Özetle, burjuvazi fırtınayı atlatmış, sol söylemli bir partiyi iktidara taşımış, bu partinin şansı yaver gitmişti. Böylece burjuvazi halka çaktırmadan deri değiştirmiş oldu. Gerek Nestor Kishner’in gerekse onun ölümünden sonra aynı politikaları devam ettiren Cristina Kirshner diğer Latin Amerika ülkelerinin sol söylemli iktidarlarıyla uluslararası plaformda Chavez, Correa, Morales, Mujica gibi liderlerle saf tutması bu iktidarın sol maskesinin makyajını tazeledi. Bunlara ek olarak, 2003-2011 arasında 1990’larla karşılaştırıldığında işsizlik azaldı, sendikalı işçilerin ücretlerinde düzelmeler görüldü.
Ama büyüdükçe çelişkileri de büyüyen ve saklanamayan kapitalist gelişim kapitalizm yıkılmadıkça durmaz, Arjantin’de de durmadı.
Yerel ve uluslararası tekeller tarımda (özellikle hayvancılık ve soya) ve sanayide (özellikle otomativ ve madencilik) alanında istedikleri ayrıcalıkları söke söke aldılar. Burjuvazinin karı artıyordu. Öyle ki, 2008 krizine kadar ekonomide yılda ortalama %7’ye yakın büyüme görüldü.
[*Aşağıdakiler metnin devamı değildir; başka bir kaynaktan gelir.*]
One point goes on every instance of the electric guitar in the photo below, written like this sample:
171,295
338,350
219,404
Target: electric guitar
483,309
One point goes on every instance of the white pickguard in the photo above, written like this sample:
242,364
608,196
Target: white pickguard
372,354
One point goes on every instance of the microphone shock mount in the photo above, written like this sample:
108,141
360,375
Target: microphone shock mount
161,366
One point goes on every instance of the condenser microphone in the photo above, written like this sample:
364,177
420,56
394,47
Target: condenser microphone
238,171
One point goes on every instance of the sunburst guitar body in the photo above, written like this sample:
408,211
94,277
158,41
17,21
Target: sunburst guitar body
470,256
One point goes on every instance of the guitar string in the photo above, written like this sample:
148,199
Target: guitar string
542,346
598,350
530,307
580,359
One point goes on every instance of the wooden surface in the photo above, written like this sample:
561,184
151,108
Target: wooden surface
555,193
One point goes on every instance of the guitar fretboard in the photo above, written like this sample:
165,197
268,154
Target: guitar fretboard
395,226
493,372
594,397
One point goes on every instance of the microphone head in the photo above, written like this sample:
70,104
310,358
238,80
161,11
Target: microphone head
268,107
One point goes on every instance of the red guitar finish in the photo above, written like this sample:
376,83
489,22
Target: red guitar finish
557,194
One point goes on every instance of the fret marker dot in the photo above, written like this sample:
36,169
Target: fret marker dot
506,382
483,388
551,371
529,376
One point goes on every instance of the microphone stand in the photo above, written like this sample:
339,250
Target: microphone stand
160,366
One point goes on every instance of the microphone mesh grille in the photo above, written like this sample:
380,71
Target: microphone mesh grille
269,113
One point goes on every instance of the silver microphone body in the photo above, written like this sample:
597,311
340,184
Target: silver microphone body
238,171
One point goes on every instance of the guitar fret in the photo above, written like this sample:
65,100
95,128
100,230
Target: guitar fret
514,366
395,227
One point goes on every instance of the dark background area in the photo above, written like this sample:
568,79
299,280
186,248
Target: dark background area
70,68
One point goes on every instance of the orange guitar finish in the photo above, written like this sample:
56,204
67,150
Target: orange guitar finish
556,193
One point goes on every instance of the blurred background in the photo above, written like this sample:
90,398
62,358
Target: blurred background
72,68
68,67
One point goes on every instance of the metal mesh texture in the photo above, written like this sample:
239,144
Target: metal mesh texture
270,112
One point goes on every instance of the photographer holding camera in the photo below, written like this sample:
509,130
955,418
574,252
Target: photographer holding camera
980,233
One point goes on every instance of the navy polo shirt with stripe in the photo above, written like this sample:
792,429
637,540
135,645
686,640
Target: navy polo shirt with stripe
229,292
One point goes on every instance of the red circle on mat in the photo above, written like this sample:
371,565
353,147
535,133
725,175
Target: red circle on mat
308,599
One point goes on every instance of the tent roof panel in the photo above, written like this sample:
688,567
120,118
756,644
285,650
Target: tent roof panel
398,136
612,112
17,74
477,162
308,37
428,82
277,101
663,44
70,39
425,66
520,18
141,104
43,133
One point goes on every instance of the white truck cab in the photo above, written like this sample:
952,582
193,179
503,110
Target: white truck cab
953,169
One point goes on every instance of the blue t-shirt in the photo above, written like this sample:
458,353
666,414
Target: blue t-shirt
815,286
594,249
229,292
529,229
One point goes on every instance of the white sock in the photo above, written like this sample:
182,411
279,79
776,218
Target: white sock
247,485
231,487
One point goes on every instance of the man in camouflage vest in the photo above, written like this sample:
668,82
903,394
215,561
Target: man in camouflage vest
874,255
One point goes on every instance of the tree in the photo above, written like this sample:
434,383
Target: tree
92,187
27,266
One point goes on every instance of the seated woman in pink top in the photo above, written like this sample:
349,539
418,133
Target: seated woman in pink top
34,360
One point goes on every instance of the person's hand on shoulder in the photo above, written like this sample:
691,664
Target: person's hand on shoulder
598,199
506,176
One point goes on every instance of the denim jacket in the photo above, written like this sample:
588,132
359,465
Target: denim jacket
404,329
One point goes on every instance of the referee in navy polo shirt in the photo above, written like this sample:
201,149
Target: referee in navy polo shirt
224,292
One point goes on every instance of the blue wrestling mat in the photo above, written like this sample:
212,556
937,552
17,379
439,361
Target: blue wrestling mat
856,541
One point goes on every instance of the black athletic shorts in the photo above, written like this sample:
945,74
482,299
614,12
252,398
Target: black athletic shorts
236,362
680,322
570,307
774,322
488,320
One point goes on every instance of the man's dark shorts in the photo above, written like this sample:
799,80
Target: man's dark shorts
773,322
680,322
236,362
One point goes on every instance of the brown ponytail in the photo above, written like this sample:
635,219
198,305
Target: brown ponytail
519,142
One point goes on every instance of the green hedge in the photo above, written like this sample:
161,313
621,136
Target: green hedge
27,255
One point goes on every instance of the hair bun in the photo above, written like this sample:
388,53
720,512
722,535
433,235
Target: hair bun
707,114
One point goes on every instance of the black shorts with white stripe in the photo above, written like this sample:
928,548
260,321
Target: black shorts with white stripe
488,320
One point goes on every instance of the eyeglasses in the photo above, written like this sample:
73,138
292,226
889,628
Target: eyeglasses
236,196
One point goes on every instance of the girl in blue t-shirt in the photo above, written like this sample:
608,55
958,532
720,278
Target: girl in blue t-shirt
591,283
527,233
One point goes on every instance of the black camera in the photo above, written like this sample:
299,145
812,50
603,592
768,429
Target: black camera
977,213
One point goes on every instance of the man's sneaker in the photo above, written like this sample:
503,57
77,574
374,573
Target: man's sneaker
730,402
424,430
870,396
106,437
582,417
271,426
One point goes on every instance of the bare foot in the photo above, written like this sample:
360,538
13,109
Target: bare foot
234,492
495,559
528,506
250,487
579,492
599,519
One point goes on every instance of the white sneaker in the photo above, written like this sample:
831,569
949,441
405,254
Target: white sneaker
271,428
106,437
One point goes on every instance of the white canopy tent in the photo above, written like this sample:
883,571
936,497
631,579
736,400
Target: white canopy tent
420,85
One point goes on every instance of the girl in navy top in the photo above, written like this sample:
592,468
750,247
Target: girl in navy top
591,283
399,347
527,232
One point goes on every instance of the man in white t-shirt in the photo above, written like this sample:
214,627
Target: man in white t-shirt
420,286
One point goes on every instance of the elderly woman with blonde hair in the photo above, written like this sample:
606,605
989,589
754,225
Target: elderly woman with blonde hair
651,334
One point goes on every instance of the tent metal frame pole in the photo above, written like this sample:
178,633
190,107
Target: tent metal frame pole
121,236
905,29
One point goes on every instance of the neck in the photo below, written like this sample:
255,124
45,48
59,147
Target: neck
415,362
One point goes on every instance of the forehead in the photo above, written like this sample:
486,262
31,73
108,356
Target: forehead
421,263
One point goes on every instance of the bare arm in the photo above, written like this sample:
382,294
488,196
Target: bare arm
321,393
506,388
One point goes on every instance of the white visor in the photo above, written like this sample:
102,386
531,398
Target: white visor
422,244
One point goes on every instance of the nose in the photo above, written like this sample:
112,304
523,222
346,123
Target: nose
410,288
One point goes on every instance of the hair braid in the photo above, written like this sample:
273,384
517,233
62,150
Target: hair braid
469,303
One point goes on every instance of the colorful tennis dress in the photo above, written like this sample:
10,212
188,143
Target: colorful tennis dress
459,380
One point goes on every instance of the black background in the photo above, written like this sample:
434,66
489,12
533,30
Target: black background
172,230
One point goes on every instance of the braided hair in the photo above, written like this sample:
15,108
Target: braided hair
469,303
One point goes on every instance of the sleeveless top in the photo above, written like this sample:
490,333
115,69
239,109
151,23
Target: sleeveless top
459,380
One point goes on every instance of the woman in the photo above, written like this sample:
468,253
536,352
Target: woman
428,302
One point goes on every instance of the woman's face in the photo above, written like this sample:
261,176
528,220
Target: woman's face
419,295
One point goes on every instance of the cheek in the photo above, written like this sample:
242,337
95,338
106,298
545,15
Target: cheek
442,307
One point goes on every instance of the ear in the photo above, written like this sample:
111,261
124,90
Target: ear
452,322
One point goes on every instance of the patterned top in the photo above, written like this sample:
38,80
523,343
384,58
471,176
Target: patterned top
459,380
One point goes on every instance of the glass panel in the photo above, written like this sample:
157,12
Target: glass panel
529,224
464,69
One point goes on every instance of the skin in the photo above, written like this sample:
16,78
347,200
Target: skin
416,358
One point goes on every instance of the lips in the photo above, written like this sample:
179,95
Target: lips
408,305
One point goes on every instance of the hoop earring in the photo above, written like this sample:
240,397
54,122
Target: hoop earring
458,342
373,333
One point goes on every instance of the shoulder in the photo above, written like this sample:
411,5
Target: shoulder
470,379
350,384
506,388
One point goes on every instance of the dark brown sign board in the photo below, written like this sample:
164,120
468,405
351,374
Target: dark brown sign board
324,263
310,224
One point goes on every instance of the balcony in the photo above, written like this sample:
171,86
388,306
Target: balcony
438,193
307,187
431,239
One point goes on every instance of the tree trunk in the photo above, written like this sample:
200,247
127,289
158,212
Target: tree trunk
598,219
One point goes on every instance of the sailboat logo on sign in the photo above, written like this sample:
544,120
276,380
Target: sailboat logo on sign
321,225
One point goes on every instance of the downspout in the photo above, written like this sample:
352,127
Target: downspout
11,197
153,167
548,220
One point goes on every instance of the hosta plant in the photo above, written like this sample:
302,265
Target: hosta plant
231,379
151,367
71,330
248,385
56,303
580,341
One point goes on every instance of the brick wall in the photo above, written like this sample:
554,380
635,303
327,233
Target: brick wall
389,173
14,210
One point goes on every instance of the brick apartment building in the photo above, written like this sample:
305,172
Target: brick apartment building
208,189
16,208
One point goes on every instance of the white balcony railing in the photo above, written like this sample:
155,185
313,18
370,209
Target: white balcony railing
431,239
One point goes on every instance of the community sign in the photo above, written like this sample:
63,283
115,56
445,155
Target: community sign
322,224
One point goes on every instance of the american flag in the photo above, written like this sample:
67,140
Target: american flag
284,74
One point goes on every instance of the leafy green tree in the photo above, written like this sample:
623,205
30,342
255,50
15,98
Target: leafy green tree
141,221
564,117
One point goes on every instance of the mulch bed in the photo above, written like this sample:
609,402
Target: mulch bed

Kapitalizm geliştikçe tekelleşme de arttı. Sanayide yoğunlaşma endeksi 2003’te %33.1’den 2009’da %40.9’a çıktı. (inta.gob.ar)
Tüm “ulusalcı” söyleme rağmen ekonomideki yabancı egemenliği Kirshner dönemindeki kapitalist gelişmeye paralel olarak arttı. 200 en büyük şirket listesinde yabancı firmaların sayısı 1993’te 50’ye, 2001’de 92’ye, 2009 yılında da 117’ye çıktı. Temel geçim araçlarının yüzde 85’ini üreten 23 şirketin 21’i yabancı sermayeye ait.
“Solcu” Kirshnerler döneminde sabit sermaye kar endeksi (şirketlerin karlarını ölçmede kullanılan bir hesaplama yöntemi) 2003-2010 arasında yüzde 37.2’ye çıktı ki bu rakam “vahşi neo-liberalizm yılları” diye eleştirilen 1990’lı yıllardaki kar oranının bile %50 üzerindedir. (http://www.noticiasargentinas.com.ar/nuevosite/tpl.columna.php?id=503)
Güzel. Ama kapitalist gelişmenin artı değer sömürüsü, genişletilmiş yeniden üretim, sermayenin yoğunlaşması dışında bir başka olmazsa olmazı da aşırı üretim krizleridir ve bu krizler periyodik olarak yaşanır.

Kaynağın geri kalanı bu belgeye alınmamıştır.